„ Aby zaznać najlepszych chwil w życiu, trzeba doświadczyć i tych najgorszych.” (str.117)
I tak było z Pa Saltem, któremu poświęcona jest ta część sagi. Tę część dokończył po śmierci autorki jej syn. O przybranym ojcu siedmiu sióstr dowiadujemy się z jego pamiętnika, który zgodnie z jego wolą został powierzony biologicznej córce Atlasa, której nie poznał.

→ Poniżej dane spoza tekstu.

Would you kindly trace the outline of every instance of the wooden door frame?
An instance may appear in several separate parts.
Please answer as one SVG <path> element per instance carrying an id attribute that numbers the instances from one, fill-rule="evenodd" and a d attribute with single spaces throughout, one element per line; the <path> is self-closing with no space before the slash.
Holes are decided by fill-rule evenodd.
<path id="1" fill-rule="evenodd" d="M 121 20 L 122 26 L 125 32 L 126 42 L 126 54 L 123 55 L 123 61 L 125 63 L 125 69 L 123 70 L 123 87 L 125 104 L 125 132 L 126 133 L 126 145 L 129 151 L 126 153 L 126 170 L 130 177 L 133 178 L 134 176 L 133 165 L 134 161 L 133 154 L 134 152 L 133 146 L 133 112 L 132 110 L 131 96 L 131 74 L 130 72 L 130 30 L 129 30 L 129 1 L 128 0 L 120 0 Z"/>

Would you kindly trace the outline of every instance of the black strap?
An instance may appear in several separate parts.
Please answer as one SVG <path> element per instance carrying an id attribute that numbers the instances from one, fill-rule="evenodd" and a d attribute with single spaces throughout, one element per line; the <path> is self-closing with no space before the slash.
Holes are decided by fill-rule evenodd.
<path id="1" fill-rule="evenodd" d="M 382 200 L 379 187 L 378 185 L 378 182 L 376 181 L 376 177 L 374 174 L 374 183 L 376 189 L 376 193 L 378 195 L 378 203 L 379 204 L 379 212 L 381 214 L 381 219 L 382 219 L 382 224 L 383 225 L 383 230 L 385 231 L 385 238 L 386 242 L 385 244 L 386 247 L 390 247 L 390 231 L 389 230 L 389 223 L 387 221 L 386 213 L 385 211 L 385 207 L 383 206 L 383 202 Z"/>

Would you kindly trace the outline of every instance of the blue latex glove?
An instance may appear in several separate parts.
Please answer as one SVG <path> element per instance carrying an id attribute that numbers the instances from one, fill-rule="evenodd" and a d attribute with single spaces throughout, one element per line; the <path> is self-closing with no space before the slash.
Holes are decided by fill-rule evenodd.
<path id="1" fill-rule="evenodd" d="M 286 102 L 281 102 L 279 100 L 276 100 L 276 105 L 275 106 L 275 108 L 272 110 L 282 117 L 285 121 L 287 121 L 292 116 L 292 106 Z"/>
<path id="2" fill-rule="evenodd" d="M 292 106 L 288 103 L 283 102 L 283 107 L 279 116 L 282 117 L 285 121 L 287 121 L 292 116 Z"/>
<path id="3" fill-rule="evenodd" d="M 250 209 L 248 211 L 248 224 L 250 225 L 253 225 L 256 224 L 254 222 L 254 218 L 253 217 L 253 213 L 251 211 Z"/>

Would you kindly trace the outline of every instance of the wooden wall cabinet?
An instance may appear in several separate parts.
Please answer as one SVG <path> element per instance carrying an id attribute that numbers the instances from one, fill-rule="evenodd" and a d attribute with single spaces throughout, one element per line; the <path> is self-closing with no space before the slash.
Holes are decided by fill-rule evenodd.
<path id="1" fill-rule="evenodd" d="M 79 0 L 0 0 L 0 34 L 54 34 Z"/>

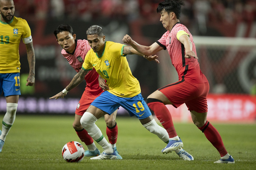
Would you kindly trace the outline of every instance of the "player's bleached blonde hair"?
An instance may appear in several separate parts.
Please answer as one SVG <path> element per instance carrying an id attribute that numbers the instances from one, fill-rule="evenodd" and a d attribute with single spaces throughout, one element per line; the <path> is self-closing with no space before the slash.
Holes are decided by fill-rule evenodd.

Jako mały chłopiec trafił do francuskiego rzeźbiarza i rodzina zaopiekowała się nim. Nie mówił bojąc się, że to sprowadzi na niego niebezpieczeństwo. Komunikował się pisemnie, a swoje przemyślenia i wspomnienia opisywał w pamiętniku podarowanym mu przez sympatyczne małżeństwo. Wiele dobrego od nich zaznał. Był tam w miarę szczęśliwy. Jednak żył w ciągłym strachu uciekając przed śmiertelnym wrogiem z dzieciństwa. Wierzył też że czuwają nad nim siostry z Plejady Gwiazd. Odkrywając jego muzyczny talent opiekunowie znaleźli mu nauczyciela by rozwijał jego umiejętności muzyczne w paryskim konserwatorium.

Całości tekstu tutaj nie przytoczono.